KARACHI: Pakistan’s plans to deregulate fuel prices could lead refiners to halt planned upgrades worth up to $6 billion and force some refineries to close, some of the country’s top refiners said in a letter to the country’s oil regulator.

Looking to drive down prices for consumers, the South Asian nation’s Oil & Gas Regulatory Authority (OGRA) has proposed that oil marketers and refineries be allowed to set fuel prices, instead of the government setting prices.

As part of the change, OGRA proposed scrapping or reviewing a rule that requires fuel buyers to purchase supply from local refineries, another issue the refiners said could result in “disastrous consequences.”

The refiners — state-run Pakistan Refinery and private domestic refiners Pak Arab Refinery, Attock Refinery, Cinergyco, and National Refinery — said they were already struggling to operate near full capacity and asked that they be consulted before the implementation of “irrational recommendations.”

“The refining sector requires OGRA support through pragmatic and supportive measures, rather than suggesting ways that if implemented would result in their permanent closure,” the refiners told OGRA on Monday in a letter, which was reviewed by Reuters.

The deregulation was aimed at boosting competition and protecting the public interest, OGRA told Reuters in a statement on Tuesday, but did not respond to specific questions on the letter from the refiners.
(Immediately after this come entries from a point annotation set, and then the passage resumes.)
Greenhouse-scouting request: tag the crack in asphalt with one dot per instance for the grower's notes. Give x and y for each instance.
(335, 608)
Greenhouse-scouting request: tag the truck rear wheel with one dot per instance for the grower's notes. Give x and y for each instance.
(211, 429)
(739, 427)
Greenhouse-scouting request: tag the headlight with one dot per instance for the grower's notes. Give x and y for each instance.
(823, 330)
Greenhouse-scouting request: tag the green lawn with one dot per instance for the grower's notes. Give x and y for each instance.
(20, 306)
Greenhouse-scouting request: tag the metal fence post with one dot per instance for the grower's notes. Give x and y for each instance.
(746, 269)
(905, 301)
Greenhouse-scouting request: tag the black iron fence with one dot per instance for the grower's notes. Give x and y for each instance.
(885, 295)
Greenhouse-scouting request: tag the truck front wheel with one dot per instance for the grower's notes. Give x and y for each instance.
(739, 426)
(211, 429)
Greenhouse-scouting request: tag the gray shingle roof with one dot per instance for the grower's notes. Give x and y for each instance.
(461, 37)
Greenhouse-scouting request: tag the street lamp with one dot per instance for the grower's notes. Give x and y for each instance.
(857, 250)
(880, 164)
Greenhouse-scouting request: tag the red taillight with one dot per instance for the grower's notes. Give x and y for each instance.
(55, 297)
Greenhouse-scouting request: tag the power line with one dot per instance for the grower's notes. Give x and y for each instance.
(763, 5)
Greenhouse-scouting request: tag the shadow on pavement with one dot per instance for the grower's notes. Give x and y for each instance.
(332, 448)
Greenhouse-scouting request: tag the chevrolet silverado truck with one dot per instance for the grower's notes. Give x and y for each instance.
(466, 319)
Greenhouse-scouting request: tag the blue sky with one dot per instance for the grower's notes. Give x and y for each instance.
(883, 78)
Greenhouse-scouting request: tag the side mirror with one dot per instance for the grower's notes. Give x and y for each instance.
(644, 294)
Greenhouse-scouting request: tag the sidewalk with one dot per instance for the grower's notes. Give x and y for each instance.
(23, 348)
However, it said in an April 17 presentation reviewed by Reuters the potential impact of deregulation on refinery upgrades had to be assessed carefully, calling it a challenge.

“The refineries upgradation will bring in investment of $5 — 6 billion and not only result in cleaner environment friendly fuels but also result in savings of precious foreign exchange of the country,” the refiners wrote in the letter to OGRA.